母に殺されそうになり、その彼女に目の前で死なれた……幼い心には重すぎたその一件は、いまだ彼を苛んでいた。仲間の声にも立ち上がることが出来ないほどに。しかし、絶望があるならば希望もある。それを導いたスズネの齎した光、それこそが禁忌の向こうにある希望。
意識を取り戻したヒビキの戦う意志は、バルゴラ、ガンレオン、リ・ブラスタのデータによって素地を与えられたジェニオンに伝わり、その姿を変貌させる。悪魔のような禍々しい姿、神をも恐れぬ最凶の機神……すなわち、ジェニオンの完成形、ジェミニオンに。
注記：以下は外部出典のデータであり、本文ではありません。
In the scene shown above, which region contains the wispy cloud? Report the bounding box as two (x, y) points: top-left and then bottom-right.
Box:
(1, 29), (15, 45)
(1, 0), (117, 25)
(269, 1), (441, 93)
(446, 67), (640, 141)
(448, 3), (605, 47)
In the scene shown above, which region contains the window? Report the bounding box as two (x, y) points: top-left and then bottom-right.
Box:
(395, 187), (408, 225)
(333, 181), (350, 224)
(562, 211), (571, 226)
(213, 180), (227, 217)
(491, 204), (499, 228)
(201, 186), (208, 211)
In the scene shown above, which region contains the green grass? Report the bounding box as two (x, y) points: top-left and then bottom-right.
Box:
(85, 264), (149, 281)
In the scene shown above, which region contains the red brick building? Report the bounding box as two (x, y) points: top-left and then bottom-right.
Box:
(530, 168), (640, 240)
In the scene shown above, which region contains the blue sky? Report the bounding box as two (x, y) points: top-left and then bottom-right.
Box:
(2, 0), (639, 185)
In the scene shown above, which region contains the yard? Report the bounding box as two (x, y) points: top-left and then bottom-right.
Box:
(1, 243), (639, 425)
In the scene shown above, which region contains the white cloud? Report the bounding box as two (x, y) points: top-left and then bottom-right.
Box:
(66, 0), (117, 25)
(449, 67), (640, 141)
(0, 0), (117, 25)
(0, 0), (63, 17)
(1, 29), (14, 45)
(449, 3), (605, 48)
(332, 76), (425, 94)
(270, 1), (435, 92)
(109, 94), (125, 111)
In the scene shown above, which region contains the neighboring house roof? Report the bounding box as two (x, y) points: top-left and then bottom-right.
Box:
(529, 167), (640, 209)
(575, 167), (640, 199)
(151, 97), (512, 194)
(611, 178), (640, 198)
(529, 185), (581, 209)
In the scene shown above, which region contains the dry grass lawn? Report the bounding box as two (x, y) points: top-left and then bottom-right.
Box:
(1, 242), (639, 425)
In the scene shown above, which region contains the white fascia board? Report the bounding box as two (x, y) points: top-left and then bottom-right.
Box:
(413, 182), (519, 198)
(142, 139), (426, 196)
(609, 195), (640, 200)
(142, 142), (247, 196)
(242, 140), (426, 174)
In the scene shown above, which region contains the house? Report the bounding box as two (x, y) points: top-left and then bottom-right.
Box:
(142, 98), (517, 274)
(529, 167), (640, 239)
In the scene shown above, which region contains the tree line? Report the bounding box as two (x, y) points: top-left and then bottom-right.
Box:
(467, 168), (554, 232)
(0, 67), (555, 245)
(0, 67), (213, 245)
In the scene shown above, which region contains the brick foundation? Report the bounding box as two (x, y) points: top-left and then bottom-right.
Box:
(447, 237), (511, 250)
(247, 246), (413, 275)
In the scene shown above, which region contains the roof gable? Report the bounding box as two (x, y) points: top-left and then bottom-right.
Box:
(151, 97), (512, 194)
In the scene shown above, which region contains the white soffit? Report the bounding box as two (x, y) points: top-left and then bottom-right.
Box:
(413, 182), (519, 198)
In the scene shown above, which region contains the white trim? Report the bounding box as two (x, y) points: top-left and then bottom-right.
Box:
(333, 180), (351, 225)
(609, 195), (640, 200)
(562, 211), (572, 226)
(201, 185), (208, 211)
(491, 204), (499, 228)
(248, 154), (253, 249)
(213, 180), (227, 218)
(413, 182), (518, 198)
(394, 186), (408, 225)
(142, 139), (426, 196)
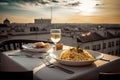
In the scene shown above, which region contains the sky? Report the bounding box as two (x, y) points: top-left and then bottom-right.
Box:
(0, 0), (120, 24)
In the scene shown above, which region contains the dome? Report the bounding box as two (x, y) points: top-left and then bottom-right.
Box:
(4, 18), (10, 23)
(3, 18), (10, 26)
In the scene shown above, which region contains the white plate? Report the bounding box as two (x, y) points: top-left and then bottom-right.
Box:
(49, 50), (103, 66)
(22, 43), (49, 52)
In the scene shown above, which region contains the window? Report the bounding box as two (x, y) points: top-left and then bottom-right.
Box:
(108, 52), (111, 54)
(92, 45), (96, 51)
(108, 42), (111, 47)
(116, 40), (119, 46)
(97, 44), (101, 50)
(112, 51), (114, 55)
(30, 27), (39, 32)
(118, 49), (120, 54)
(30, 27), (33, 31)
(85, 46), (89, 49)
(116, 49), (118, 54)
(119, 40), (120, 45)
(103, 43), (106, 49)
(112, 41), (114, 47)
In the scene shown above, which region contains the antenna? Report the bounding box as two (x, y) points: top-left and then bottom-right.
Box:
(51, 7), (52, 22)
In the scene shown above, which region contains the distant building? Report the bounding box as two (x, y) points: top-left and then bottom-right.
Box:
(34, 18), (51, 24)
(77, 28), (120, 56)
(0, 19), (11, 39)
(3, 18), (10, 26)
(9, 18), (52, 35)
(0, 24), (10, 40)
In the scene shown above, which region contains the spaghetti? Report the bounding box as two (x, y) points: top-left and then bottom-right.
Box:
(57, 47), (95, 61)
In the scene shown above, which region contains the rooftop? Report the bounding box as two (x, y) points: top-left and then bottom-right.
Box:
(77, 32), (104, 43)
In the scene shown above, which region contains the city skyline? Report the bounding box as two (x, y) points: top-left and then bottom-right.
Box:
(0, 0), (120, 24)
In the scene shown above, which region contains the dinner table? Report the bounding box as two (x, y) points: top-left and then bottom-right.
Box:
(1, 45), (120, 80)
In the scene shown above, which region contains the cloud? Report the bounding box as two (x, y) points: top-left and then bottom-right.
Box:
(67, 1), (80, 6)
(0, 0), (59, 5)
(0, 2), (8, 6)
(0, 0), (82, 7)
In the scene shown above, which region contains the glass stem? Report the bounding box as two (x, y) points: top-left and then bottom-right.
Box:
(54, 43), (57, 52)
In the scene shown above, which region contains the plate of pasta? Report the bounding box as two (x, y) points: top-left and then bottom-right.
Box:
(49, 47), (103, 66)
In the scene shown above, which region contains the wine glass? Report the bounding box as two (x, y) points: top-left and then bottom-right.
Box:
(50, 29), (61, 51)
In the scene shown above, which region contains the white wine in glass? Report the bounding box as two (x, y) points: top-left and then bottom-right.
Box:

かと思われたその時、更なる変化が起きる。「いがみ合う双子」がヒビキの至った希望と絶望を超えた境地、そしてジェニオン自身の意志に応える。スフィアの輝きの中から現れたのは、ジェニオンの面影を残しつつもより力強く新生した蒼い機影。ジェミニアを文字通り一蹴した強大極まる力、その名はジェミニオン・レイ。希望も絶望も超えたその力で、ヒビキは新たな戦いへ挑む。大切な人を迎えに行くために。
絶望を断ち切る力
天獄篇第46話「守るべき未来」より。
世界に開示される可能性と未来を守るため、Z-BLUEはバナージのユニコーンガンダムとリディのバンシィ・ノルンを起点にサイコ・フィールドを展開、発射されたコロニーレーザーを防御する。その中でヒビキは、アムブリエルとスズネを両方救うことを決断。その意志に完敗を喫したアムブリエルはスズネの心の奥へと去ったが、コロニーレーザーを防ぎきった直後に衝撃の事実が開示される。
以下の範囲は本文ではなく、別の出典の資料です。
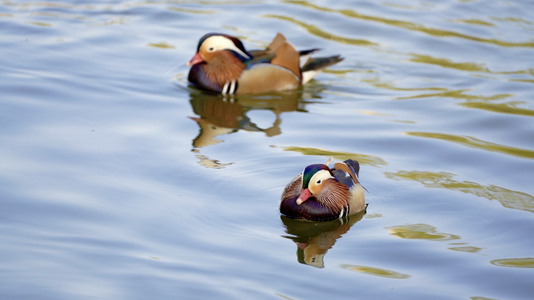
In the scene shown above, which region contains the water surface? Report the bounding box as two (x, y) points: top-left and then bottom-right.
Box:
(1, 0), (534, 299)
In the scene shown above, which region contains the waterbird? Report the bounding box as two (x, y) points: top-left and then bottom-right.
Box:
(280, 157), (367, 221)
(186, 32), (343, 95)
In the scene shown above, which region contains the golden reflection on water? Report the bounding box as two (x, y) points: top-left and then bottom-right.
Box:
(167, 7), (216, 14)
(470, 297), (498, 300)
(490, 257), (534, 268)
(448, 245), (483, 253)
(491, 16), (533, 25)
(340, 264), (410, 279)
(510, 79), (534, 84)
(361, 76), (534, 116)
(361, 77), (448, 93)
(3, 1), (72, 9)
(411, 53), (534, 77)
(451, 19), (495, 27)
(264, 14), (377, 47)
(28, 21), (52, 27)
(282, 146), (387, 167)
(396, 88), (512, 101)
(147, 42), (175, 49)
(30, 11), (90, 22)
(284, 0), (534, 48)
(397, 89), (534, 117)
(460, 100), (534, 117)
(387, 224), (486, 255)
(385, 170), (534, 213)
(409, 54), (490, 72)
(406, 132), (534, 159)
(386, 84), (534, 116)
(387, 224), (460, 241)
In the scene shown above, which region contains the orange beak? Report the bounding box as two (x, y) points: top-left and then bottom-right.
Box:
(296, 188), (312, 205)
(186, 53), (204, 67)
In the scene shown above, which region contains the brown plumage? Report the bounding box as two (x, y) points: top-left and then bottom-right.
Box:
(187, 33), (343, 95)
(280, 158), (367, 221)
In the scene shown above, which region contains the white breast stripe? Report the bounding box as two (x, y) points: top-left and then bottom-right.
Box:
(229, 80), (237, 95)
(222, 81), (230, 95)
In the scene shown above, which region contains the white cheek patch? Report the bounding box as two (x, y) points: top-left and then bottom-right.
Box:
(203, 36), (251, 59)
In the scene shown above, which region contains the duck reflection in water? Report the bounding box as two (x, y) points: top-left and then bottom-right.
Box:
(188, 86), (324, 148)
(281, 210), (366, 268)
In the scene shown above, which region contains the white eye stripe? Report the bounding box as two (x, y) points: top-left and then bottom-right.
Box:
(203, 36), (251, 59)
(310, 170), (333, 186)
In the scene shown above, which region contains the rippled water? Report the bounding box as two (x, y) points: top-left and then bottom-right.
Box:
(1, 0), (533, 299)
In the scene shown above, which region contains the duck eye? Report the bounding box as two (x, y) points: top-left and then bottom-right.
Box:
(208, 47), (215, 52)
(316, 179), (322, 184)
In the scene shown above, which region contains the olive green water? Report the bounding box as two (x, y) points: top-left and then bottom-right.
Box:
(1, 1), (533, 299)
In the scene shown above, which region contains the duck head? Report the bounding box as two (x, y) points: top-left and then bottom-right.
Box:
(186, 33), (252, 67)
(296, 164), (335, 205)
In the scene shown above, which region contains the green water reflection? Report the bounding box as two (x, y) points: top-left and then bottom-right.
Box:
(385, 170), (534, 213)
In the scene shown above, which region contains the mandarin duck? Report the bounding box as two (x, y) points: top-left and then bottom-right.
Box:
(186, 32), (343, 95)
(280, 157), (367, 221)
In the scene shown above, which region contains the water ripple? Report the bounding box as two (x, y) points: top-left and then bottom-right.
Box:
(281, 146), (388, 167)
(263, 14), (377, 46)
(285, 0), (534, 48)
(385, 170), (534, 213)
(406, 132), (534, 159)
(341, 264), (411, 279)
(491, 257), (534, 269)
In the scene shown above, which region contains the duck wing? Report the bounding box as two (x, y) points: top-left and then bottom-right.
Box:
(333, 159), (361, 187)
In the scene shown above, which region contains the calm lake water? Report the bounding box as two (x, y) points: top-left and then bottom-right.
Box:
(1, 0), (534, 299)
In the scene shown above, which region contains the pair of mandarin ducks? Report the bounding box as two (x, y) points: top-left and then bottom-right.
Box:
(187, 33), (366, 221)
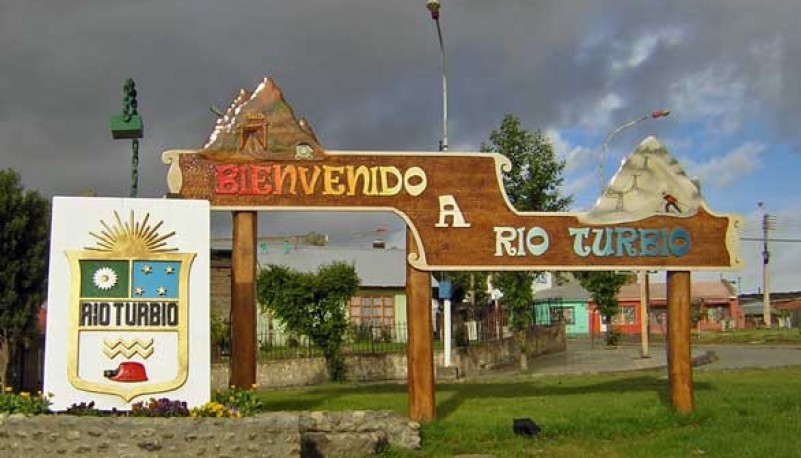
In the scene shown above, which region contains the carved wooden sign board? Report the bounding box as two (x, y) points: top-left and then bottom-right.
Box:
(163, 77), (741, 272)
全ての世界の歴史はサイデリアルによって造られたものだった……この事実に衝撃を受けつつも怒りと闘志を新たにするZ-BLUEの前に、アドヴェント率いるクロノ改革派が襲来。さらにサイデリアルのリアクター4人とアサキムも現れ、12のスフィアが一堂に会する。
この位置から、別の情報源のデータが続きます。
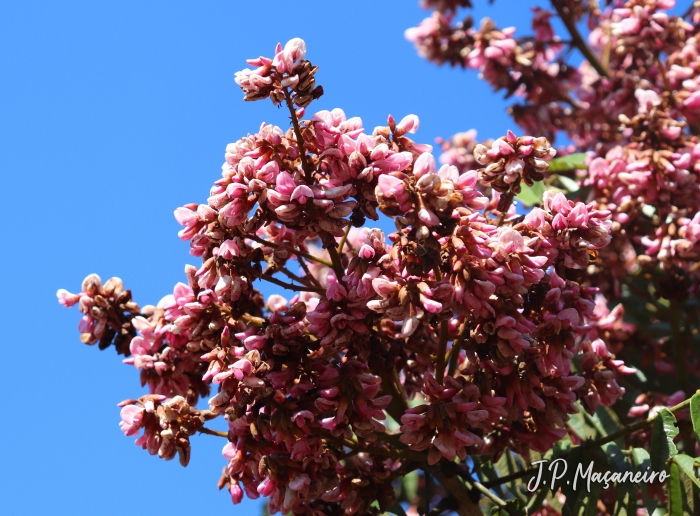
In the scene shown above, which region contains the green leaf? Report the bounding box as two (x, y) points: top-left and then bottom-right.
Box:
(385, 502), (407, 516)
(607, 444), (638, 516)
(547, 153), (587, 172)
(560, 446), (587, 516)
(573, 480), (601, 516)
(516, 180), (545, 207)
(556, 174), (580, 192)
(472, 455), (508, 498)
(401, 471), (419, 504)
(612, 484), (632, 516)
(525, 482), (550, 514)
(604, 442), (631, 476)
(671, 455), (700, 491)
(596, 404), (625, 437)
(650, 408), (679, 471)
(668, 461), (683, 516)
(583, 482), (602, 516)
(690, 394), (700, 447)
(567, 409), (591, 441)
(493, 452), (527, 503)
(633, 448), (658, 516)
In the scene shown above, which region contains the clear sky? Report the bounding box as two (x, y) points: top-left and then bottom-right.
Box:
(0, 1), (543, 514)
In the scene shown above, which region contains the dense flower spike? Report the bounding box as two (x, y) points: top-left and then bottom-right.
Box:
(58, 17), (700, 514)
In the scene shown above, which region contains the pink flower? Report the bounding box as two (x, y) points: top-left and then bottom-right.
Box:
(56, 289), (82, 307)
(119, 405), (144, 436)
(395, 114), (420, 136)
その中、意識を取り戻したスズネの駆るジェミニアが前に出るが、相容れないことを知ったアドヴェントはこれを無造作に撃墜。スズネの死―――目の前で起きた事態を否定して絶叫するヒビキだったが、その瞬間彼の意志を受けた「いがみ合う双子」が応え、アドヴェントに対する否定で一致したそれぞれのリアクターの意志を受けた11のスフィアを統御。気がついた時には、ジェミニアがアスクレプスの前に出たところだった。この後に何が起きるのかを知っていたヒビキは無我夢中でジェミニオン・レイを割り込ませ、間一髪スズネのガードに成功する。そして、完全に意識の統合されたスズネがコクピットにテレポートで現れたことで、TS-DEMONがリアクターとそのパートナーの意志を受けて完全稼動。引き出された「いがみ合う双子」の真の力はジェミニオン・レイに最後の覚醒をもたらし、その力はアスクレプスを一撃のもとに粉砕した。
瞳の中の明日
天獄篇最終話「果てなき世界」より。至高神Zを死闘の果てに撃破したものの、宇宙の崩壊は止まらなかった。しかし、それで諦める者はZ-BLUEには一人もいない。すべきことはわかっている。時空修復だ。
ジェミニオン・レイが前に出る。ヒビキの狙いは、「いがみ合う双子」の霊子に同調するスフィア・アクトで至高神Zを乗っ取り、人々の意志を集める器となること。しかし、それを行えばヒビキの存在は完全に消滅してしまう。互いの消滅が認められないヒビキとスズネの言い争いを見かね、Z-BLUEが集結する。「いがみ合う双子」のスフィア・リアクターはヒビキだけではない。相反する感情を超越して戦ってきたのは皆が同じ。だから、全員でスフィア・アクトを行使すると。霊子に同調する力の意味は、人間がいつか真化を遂げられるという可能性。だからこそ相反する感情に、それを超えて戦ってきたZ-BLUEの意志に、「いがみ合う双子」は応えてくれる。
真の時空修復には並行世界全ての人の意志が必要だが、それを集めるには真化融合の力を以ってしても絶対的に足りない。しかし、ここにはまだ可能性があった。至高神Zと、それを統べるアドヴェント。三人の御使いを吸収し、欠けた感情を得た彼は、人間の心を取り戻すことが出来る。最後に少しだけ、命の意味を思い出した「神になろうとした男」は、高次元生命体としての本来の役目を果たすために人々の願いを受け止める。それを「いがみ合う双子」が引き出し、スフィアが応える。リアクター達の意志が命の力を引き出し、黒い太陽がそれを受け、多元世界の結び目が解かれていく。
迸る光と広がる闇、そして煌きながら元の姿へと戻っていく無数の可能性。―――神話の果てに、ヒトは無限の未来を見た。

関連機体

ジェニオンジェニオン・ガイ
ジェミニア
外見のモデル。
カオス・レムレース
形式番号DEM-2。真の意味でのオリジナル機。この機体にジェミニアの要素を入れ込んで設計されたのがジェニオンである。なお、ジェニオンはこれらオリジナルの機体の持つ「広域殲滅兵器」の再現は出来ていない。ジェミニオン・レイの命名時は正体が明らかになっていなかった以上、シナリオ上は偶然の一致に過ぎないのであろうが、ジェミニオン・「レイ(霊=レムレース(Lemures:ラテン語で「亡霊・幽霊」の意))」とも取れるのも興味深いところである。

余談

  • 「ディアボロス・エクス・マキナ」は、「デウス・エクス・マキナ」の対義語の創作用語でもある。物語が収拾がつかなくなった時、唐突に現れて今までの悪事や悲劇を自分へと収束させる(スパロボ的に言えば「それも私だ」)最後の敵のことを指す。